ShapeCoder:
Discovering Abstractions for Visual Programs
from Unstructured Primitives

R. Kenny Jones¹ Paul Guerrero² Niloy J. Mitra^2,3 Daniel Ritchie¹

¹Brown University ²Adobe Research ³University College London

Paper | Code | Supplemental

SIGGRAPH 2023

ShapeCoder automatically discovers abstraction functions, and infers visual programs that use these abstractions, to compactly explain an input dataset of shapes represented with unstructured primitives. For example, the orange abstraction uses only five parameters to encode a distribution of 4-legged table bases with adjoining horizontal support bars.

Above, we show an input shape (left) and its corresponding primitive decomposition (right). Below we show parametric edits to the inferred ShapeCoder program (right), and how those edits can be transferred back to the original mesh (left).

Bibtex

@article{jones2023ShapeCoder,
  author = {Jones, R. Kenny and Guerrero, Paul and Mitra, Niloy J. and Ritchie, Daniel},
  title = {ShapeCoder: Discovering Abstractions for Visual Programs from Unstructured Primitives},
  year = {2023},
  issue_date = {August 2023},
  address = {New York, NY, USA},
  volume = {42},
  number = {4},
  journal={ACM Transactions on Graphics (TOG), Siggraph 2023},
  articleno = {49},
}

Abstract

We introduce ShapeCoder, the first system capable of taking a dataset of shapes, represented with unstructured primitives, and jointly discovering (i) useful abstraction functions and (ii) programs that use these abstractions to explain the input shapes. The discovered abstractions capture common patterns (both structural and parametric) across a dataset, so that programs rewritten with these abstractions are more compact, and suppress spurious degrees of freedom. ShapeCoder improves upon previous abstraction discovery methods, finding better abstractions, for more complex inputs, under less stringent input assumptions. This is principally made possible by two methodological advancements: (a) a shape-to-program recognition network that learns to solve sub-problems and (b) the use of e-graphs, augmented with a conditional rewrite scheme, to determine when abstractions with complex parametric expressions can be applied, in a tractable manner. We evaluate ShapeCoder on multiple datasets of 3D shapes, where primitive decompositions are either parsed from manual annotations or produced by an unsupervised cuboid abstraction method. In all domains, ShapeCoder discovers a library of abstractions that captures high-level relationships, removes extraneous degrees of freedom, and achieves better dataset compression compared with alternative approaches. Finally, we investigate how programs rewritten to use discovered abstractions prove useful for downstream tasks.

ShapeCoder Method Overview

ShapeCoder aims to discover a library of abstractions, and programs that use those abstractions, to represent shapes in the input dataset. It determines which abstractions should be added into the library according to an objective function, which trades off two terms: program complexity, measured by degrees of freedom in the discovered programs, and library complexity, measured by the number of added abstractions into the library. These two terms regularize one another, as finding more compact programs requires adding abstractions into the library. ShapeCoder's goal is to find a tractable set of such abstractions that captures and constrain the common patterns in the input dataset.

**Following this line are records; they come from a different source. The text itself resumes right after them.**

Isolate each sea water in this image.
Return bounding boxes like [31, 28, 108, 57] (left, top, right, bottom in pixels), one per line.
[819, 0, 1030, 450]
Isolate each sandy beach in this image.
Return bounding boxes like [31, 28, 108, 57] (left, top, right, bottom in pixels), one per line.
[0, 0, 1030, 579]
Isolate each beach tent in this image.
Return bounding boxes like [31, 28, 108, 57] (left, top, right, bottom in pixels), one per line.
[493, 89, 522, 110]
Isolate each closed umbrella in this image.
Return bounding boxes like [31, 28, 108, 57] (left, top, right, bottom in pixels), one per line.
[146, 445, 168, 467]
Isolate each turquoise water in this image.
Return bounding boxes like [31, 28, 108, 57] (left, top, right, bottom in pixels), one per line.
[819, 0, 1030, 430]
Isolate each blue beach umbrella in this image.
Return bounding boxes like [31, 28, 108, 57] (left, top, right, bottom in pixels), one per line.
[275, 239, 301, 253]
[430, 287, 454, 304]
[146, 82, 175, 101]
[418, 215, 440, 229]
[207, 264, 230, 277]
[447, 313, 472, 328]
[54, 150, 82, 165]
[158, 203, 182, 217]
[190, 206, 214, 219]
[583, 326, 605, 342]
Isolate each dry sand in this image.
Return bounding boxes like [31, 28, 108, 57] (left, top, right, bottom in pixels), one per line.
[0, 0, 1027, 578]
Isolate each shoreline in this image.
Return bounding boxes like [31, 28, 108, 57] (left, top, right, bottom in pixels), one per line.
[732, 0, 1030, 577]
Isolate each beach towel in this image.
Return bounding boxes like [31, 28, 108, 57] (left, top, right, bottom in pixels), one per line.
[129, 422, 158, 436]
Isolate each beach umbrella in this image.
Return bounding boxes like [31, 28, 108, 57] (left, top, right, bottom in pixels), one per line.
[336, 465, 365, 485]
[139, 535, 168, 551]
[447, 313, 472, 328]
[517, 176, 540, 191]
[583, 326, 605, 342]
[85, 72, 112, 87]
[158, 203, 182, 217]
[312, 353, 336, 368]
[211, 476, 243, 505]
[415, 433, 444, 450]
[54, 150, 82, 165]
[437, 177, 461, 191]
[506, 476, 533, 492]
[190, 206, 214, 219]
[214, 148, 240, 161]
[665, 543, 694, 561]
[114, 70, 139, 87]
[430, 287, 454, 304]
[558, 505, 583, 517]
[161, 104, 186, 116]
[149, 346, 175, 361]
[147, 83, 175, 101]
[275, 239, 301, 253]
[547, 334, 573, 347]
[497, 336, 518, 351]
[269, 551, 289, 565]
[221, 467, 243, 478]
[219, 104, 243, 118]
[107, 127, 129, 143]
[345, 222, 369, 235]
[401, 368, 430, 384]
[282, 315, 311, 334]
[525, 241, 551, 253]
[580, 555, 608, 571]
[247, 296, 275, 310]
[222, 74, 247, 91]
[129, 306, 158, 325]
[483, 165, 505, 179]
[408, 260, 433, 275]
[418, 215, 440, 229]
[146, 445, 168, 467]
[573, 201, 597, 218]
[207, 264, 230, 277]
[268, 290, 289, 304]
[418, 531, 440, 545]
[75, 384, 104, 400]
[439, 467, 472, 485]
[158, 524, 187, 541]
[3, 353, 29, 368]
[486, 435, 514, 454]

This is a hard objective to optimize directly, so we break this task into multuple steps that each tackle a tractable sub-problem. A dream phase trains a recognition network, that converts collections of primitives into programs, by sampling synthetic data from the library. A wake phase uses the recognition network to infer programs that explain the input shapes in the dataset. A proposal phase reasons over shapes inferred from wake, and generates a set of candidate abstraction functions. An integration phase consumes the candidate abstraction functions, and determines which of them should be added into the library in order to best optimize the objective function. Central to the the integration phase is a refactor operation that uses e-graphs, a data structure from the programming languages community, to find minimal cost equivalent programs under a specific library version.

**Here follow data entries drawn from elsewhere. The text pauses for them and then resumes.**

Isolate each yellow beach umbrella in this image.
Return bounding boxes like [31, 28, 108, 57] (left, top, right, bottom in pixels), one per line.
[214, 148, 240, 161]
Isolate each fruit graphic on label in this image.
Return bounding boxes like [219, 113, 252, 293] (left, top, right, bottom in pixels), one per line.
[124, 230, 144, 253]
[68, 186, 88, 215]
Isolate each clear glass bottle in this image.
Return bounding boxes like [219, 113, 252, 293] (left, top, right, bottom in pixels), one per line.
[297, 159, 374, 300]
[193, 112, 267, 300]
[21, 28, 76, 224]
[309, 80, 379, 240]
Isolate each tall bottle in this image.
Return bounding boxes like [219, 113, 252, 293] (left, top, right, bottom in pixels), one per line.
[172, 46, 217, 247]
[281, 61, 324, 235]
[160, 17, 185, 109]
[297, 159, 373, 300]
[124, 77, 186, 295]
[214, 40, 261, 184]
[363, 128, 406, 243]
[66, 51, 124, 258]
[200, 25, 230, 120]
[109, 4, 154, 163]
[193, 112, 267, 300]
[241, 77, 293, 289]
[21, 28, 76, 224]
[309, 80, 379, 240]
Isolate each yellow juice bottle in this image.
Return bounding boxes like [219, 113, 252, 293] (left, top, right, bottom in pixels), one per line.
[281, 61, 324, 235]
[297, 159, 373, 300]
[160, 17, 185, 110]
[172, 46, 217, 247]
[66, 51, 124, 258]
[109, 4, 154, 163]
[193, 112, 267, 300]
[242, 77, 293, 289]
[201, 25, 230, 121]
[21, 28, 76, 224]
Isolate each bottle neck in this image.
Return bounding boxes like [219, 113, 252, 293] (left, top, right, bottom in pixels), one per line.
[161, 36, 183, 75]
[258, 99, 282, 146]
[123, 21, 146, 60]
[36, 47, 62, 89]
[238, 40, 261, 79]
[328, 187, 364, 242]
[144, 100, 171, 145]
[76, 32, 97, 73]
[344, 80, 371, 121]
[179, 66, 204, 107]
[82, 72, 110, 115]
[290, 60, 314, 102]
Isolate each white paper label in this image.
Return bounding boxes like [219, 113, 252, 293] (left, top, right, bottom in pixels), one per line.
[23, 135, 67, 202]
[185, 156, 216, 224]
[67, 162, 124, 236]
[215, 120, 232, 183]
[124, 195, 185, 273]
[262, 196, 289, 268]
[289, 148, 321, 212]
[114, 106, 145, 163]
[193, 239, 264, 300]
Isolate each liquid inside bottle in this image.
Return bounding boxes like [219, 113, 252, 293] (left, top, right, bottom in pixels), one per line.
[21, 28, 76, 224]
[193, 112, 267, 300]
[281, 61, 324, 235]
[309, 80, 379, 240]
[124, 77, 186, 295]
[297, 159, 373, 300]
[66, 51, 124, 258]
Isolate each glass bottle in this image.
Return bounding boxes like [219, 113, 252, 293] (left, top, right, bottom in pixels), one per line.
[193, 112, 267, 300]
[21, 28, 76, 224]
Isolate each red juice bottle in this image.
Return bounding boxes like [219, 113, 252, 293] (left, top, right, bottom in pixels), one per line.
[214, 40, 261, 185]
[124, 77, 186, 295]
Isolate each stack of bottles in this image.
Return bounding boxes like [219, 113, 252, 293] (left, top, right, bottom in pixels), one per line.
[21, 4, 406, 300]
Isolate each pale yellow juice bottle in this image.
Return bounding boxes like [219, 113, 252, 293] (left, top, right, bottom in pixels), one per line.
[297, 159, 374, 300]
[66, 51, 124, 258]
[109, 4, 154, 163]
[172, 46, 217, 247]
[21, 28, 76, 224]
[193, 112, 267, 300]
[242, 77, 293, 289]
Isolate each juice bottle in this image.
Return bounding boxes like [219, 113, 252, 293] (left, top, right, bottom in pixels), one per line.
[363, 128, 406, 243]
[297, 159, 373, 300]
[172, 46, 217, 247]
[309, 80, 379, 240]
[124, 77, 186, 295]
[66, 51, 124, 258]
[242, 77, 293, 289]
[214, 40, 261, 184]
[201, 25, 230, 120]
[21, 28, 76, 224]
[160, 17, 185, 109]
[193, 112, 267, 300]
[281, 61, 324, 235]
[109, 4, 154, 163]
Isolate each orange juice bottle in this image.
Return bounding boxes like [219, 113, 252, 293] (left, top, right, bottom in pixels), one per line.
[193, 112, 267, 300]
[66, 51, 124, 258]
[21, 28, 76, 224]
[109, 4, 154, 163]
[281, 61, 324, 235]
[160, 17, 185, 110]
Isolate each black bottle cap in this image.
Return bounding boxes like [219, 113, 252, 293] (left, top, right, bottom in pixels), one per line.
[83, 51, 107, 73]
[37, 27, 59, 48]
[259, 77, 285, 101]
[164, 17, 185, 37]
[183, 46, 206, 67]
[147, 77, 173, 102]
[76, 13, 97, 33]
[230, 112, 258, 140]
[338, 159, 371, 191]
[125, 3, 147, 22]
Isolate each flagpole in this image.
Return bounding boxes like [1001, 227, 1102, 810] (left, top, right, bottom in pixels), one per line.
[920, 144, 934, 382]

Running ShapeCoder on primitive decomposed shapes

We give ShapeCoder access to a base DSL with low-level 3D shape modeling functions, and run it over collections of primitive-decomposed shapes sourced from PartNet annotations, removing all semantic and hierarchical information. We find that across different input shape categories, ShapeCoder is able to consistently discover compelling high-level abstractions applicable to the input shape collections. These abstractions capture diverse geometric expressions, while constraining many extraneous degrees of freedom through parametric and structural relationships. Below we show some examples of discovered abstractions applied within inferred programs. We additionally show how parametric edits of those programs support shape manipulation, and visualize some representative dreams from each function, to give an idea of what kinds of geometry each function is capable of representing.

Abstractions in later rounds of ShapeCoder can reference previously discovered abstractions in sub-function calls, forming a nesting hierarchy of abstractions. For instance, when run on chairs, ShapeCoder discovers a top-level abstraction that explains a common layout of a complete chair, with only five free parameters.

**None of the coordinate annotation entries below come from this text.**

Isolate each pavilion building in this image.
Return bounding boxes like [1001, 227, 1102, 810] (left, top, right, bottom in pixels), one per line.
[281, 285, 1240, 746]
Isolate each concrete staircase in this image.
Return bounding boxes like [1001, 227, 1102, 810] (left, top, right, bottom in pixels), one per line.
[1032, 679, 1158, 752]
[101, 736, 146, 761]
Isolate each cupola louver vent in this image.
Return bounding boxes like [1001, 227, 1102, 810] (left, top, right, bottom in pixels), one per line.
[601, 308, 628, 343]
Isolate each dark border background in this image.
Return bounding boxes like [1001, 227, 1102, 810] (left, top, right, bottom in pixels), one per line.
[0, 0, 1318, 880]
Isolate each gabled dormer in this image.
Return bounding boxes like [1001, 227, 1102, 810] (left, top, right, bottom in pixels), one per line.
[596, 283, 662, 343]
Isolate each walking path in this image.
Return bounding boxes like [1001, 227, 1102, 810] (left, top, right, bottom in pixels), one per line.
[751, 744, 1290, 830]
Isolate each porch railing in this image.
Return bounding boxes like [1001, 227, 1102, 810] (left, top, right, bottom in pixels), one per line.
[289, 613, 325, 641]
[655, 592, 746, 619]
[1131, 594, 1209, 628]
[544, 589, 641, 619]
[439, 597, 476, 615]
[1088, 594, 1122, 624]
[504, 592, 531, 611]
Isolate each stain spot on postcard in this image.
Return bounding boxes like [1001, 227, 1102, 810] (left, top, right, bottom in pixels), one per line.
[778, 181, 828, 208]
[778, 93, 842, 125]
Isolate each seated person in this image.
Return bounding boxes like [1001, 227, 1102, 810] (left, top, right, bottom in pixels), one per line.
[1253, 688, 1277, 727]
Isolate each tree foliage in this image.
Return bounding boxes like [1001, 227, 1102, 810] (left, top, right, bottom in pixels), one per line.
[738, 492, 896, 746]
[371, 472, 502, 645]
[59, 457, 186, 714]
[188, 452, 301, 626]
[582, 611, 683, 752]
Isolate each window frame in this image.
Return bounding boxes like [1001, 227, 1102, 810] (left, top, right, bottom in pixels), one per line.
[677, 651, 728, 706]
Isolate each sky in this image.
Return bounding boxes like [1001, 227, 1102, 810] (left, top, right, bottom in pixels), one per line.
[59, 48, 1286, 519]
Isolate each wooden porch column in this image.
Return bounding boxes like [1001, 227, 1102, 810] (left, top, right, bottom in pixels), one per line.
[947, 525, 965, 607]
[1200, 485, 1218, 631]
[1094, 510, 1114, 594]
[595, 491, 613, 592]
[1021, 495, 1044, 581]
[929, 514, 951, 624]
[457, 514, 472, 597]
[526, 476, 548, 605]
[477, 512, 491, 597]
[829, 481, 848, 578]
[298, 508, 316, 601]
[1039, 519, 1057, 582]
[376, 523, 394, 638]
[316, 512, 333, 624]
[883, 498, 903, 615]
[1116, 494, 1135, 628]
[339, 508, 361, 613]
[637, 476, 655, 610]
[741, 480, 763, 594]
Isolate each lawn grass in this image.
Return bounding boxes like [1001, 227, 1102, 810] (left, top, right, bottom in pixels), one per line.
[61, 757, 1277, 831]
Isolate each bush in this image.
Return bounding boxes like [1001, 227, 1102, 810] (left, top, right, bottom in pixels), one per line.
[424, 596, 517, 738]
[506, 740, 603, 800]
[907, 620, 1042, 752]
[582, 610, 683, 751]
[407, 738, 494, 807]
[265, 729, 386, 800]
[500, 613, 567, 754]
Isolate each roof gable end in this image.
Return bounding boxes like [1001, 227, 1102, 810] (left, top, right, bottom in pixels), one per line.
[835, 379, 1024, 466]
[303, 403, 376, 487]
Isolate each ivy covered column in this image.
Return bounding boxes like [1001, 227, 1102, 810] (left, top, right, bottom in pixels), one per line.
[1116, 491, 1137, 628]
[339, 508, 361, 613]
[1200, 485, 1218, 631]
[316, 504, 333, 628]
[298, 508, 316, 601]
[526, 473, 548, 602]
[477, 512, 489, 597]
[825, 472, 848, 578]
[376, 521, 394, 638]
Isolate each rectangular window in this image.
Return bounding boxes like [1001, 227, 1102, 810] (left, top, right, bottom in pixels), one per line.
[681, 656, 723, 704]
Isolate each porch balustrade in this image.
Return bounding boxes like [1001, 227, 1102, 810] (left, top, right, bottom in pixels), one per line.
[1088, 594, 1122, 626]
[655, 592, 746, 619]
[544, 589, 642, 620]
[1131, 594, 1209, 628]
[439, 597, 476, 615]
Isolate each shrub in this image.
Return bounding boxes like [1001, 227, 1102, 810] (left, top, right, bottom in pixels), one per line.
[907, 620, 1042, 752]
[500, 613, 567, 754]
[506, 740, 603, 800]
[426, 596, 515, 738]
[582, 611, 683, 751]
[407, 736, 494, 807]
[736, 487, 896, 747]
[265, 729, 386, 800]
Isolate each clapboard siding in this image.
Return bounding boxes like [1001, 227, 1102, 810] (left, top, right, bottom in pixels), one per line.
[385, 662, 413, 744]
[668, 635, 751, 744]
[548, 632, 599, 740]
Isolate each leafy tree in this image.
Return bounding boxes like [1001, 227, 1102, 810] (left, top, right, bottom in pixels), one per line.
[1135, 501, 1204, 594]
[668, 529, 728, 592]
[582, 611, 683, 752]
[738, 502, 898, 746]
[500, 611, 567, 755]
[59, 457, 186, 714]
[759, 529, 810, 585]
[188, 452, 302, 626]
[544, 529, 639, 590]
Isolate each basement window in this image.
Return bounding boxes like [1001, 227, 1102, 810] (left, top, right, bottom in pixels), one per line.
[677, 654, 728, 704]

These abstractions can even be helpful for structural analysis of 3D shapes. For instance, the below discovered abstraction for tables consistently maps to the outermost legs in a table base, even though that part grouping has a wide-range of possible output geometries.

When run over storage furniture, ShapeCoder discovers the following abstraction that corresponds with common pattern of creating the four upright sides of a drawer component.

Discovering abstractions over unsupervised primitive decompositions

Beyond clean primitive decompositions, Shapecoder can also well-handle inputs that are noisy and less regular. Starting with meshes from ShapeNet, we emply a pretrained unsupervised primitive decomposition method to form an input dataset of shapes. When we run ShapeCoder on this input, we observe that it is still able to discover high-level abstractions that have reasonable semantic interpretations and can be broadly applied across the shape collection.

ShapeCoder improves compression-based objective

ShapeCoder is guided by its compression-based objective function, but how well can it optimize it? We compare the starting objective value from the input primitives (grey bar) to the objective value found by ShapeCoder (green bar), and observe that ShapeCoder is able to make a significant improvement. We compare ShapeCoder to two alternative approaches, running ShapeMOD over naive programs parsed from input primitives (red bar) or over programs inferred from ShapeCoder's wake phase (yellow bar), and find that ShapeCoder best optimizes our objective.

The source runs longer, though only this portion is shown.